Ramsey numbers concern networks, such as social networks. The central question is: how large must a network be before certain structures, like groups of friends or strangers, inevitably form? This concept was first introduced by Frank Ramsey in the early 20th century, yet calculating specific Ramsey numbers remains an extraordinarily complex task to this day.
"Our method is particularly effective for the really large networks, like Facebook," explains Mattheus. "Even in seemingly random networks, substructures inevitably appear if the network is large enough. Chaos becomes impossible," he adds.
"We didn't have to invent anything new"
Despite Mattheus’ progress, calculating Ramsey numbers remains a formidable challenge. The Ramsey number r(s, t) represents the maximum number of people a network can contain before either a clique of s friends or t strangers must form. Only a few of the smallest Ramsey numbers are known—r(4, 5) was calculated in 1995—while others, such as r(3, 10) and r(4, 6), remain elusive.
Mattheus focused his recent work on the Ramsey number r(4, t), which defines how large a network must be before groups of four friends or t strangers inevitably appear.

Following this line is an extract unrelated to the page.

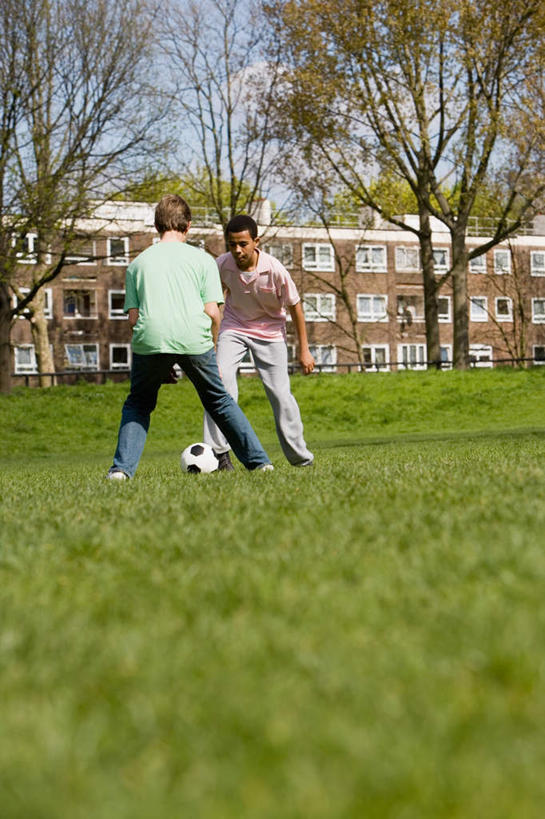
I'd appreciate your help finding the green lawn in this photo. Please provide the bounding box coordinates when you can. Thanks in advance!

While countless attempts have been made over the past 90 years, the gap between the upper and lower bounds for this number remained wide. Mattheus significantly reduced this gap by relying on precise mathematical structures, rather than random networks. He drew insights from finite geometry, particularly a structure known as the Hermitian unital, which had been known for some time but never applied to this problem before.
"We didn’t have to invent anything new," Mattheus reflects. "The ingredients were already there; we just had to combine them in the right way. Searching for something that doesn’t exist is counterintuitive," he adds. "Mathematicians will need to learn to approach problems differently."
This innovative method not only represents a significant breakthrough in the quest to solve Ramsey numbers but also opens new doors for future mathematical discoveries.
"This breakthrough won’t have an immediate impact on everyday life, but I’m convinced the work will have practical applications in the long run. Mathematics has this peculiar ability—today’s research might become relevant fifty or even a hundred years from now," Mattheus concludes.
Sam Mattheus Bio
Born in 1993, Sam Mattheus earned his PhD at the Vrije Universiteit Brussel (VUB) and later conducted research at the University of California, San Diego. He is currently back in Belgium, continuing his research. Although his focus is currently on mathematical problems, Mattheus doesn’t rule out the possibility of exploring other fields in the future.